Halley Suitt went deep into the archives to find this posting with some help from another (blogan).
Originally written around divorce and what it does to a relationship, particularly to trust, it can be applied to any other relationship. A good relationship is one built from the ground up, slowly, learning about the other, becoming partners (or becoming one), building trust.
Trust can fall like a house of cards.
However long it took to build it, an incident suddenly changes the world for the relationship. One may not understand the impact that it has upon an other. That, in and of itself, is a sign of the issue. Something was wrong in the relationship. One or the other started becoming too comfortable, too important, too inconsiderate.
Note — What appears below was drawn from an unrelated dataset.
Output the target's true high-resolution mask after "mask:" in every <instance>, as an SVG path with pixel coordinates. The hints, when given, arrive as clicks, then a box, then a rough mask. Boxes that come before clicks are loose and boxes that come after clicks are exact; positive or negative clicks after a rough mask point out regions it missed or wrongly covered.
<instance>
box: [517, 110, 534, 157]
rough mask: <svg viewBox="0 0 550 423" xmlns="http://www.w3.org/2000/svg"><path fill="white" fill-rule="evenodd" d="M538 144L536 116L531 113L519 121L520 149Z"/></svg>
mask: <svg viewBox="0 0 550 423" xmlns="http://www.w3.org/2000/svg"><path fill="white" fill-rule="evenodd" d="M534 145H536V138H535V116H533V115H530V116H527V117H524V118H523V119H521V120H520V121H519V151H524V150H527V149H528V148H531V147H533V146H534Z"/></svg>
Once cracked, or broken, and even with a willingness to work on rebuilding it, there is only one way to do so.
It takes time.
So I would pose one question that you may ask yourself, if you find yourself in a potential situation:
Will the time it takes to recover be worth spending for the moment (or more) that the situation presents itself?
Tom Peters asks a similar question. While his is posed to be asked at the start of a new project, you could consider this situation (and handling the aftermath) as a project.
"HOW WILL THIS PROJECT ENHANCE THE CUSTOMER EXPERIENCE IN A WAY THAT WILL IMPLEMENT 'DRAMATIC DIFFERENCES' FROM OUR COMPETITORS SO THAT WE CAN CAPTURE NEW CUSTOMERS, RETAIN OLD CUSTOMERS GROW THEIR BUSINESS, BUILD OUR BRAND INTO A LOVEMARK ... AND KICK-START THE 'TOP LINE'?"
Will it be worth the chance, the change, the new world that will result?